An easy stocking filler of cheap gags about cigar-chomping producers, histrionic actors and inedible canteen rissoles, you might expect. Well, yes. But there’s much more, as Bob’s not afraid to get technical, both about life in front of the cameras (see ‘Cod Dry’, a detailed exploration of the art of fake corpsing), behind the cameras (there’s a breakdown of floor managerial gestures, an expert nailing of the similarity of early TV sci-fi scripts to TV western scripts, and a comparison of the relative merits of the clapometer and the all-new decibel-measuring digitometer) and even behind the screen (the vagaries of the vertical hold, and ‘what to do if your telly blows up’).
This, needless to say, is a book close to TV Cream’s collective heart. Sometimes spookily so. Try this piece on (pre-Tiswas) Saturday morning telly:
“Do not despise Saturday morning watching. You are quite likely to pick up, unheralded, a programme in Pakistani, or a short film urging you to join the Parachute Regiment, or a colourful travelogue concerning the Greek islands, or an interesting featurette about the spawning habits of salmon, or simple straightforward instruction in kerb drill. One of the authors prizes most highly a live programme he caught, purely by chance, one wet Saturday morning, devoted to a bevy of bards being crowned at an eisteddfod. Students of British weather variations might find it interesting to make note that while it was puring down in buckets at the author’s home in St Albans, in Llandudno the skies were bright and clear and it was so hot that many of the ladies in Welsh national costume had removed their tall hats. You can pick up lots of useful information such as this on any Saturday morning and it will further your education no end.”

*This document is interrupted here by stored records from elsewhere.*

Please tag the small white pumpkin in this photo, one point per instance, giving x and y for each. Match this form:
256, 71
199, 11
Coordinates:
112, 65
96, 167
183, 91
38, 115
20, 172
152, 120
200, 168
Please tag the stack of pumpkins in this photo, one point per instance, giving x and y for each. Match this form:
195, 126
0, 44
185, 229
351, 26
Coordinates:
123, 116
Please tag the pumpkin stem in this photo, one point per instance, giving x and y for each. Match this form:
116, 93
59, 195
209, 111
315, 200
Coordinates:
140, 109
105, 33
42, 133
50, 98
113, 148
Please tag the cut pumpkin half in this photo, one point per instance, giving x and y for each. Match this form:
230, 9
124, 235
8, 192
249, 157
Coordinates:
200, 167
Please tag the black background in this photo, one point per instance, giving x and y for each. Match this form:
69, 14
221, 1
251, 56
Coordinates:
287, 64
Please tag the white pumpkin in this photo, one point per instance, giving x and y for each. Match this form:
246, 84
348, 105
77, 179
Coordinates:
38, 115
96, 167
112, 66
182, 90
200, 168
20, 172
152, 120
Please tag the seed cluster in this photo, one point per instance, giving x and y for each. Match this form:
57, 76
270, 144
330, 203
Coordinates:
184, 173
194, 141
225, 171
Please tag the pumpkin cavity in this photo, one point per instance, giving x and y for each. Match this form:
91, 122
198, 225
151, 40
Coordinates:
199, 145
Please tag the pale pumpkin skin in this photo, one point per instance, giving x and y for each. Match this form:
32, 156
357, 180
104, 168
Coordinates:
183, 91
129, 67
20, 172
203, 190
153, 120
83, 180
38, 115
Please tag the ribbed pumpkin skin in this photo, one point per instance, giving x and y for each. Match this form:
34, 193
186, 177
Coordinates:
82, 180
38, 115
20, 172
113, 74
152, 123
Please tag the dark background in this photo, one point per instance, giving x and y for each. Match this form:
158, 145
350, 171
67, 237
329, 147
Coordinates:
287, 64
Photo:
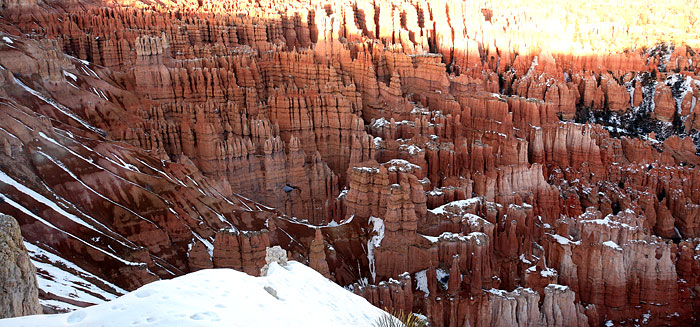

We wish we’d written that.
Perhaps most presciently of all, the book’s musings on the sub-Hollywood nature of Grandaland’s tourist attraction ambitions ends: “The tourists may not yet be flocking to Grandaland in thousands, but given time – say ten more years of Coronation Street – and we could see the foundations laid for the Granadaland Hilton Hotel.” Well, it took a bit longer than that, and the Granada management went for “Victoria and Albert” as the moniker of choice, but it happened.
And, since you ask, Z is for ‘Zounds’: “an inoffensive expletive much favoured by upright children’s historical adventure series”.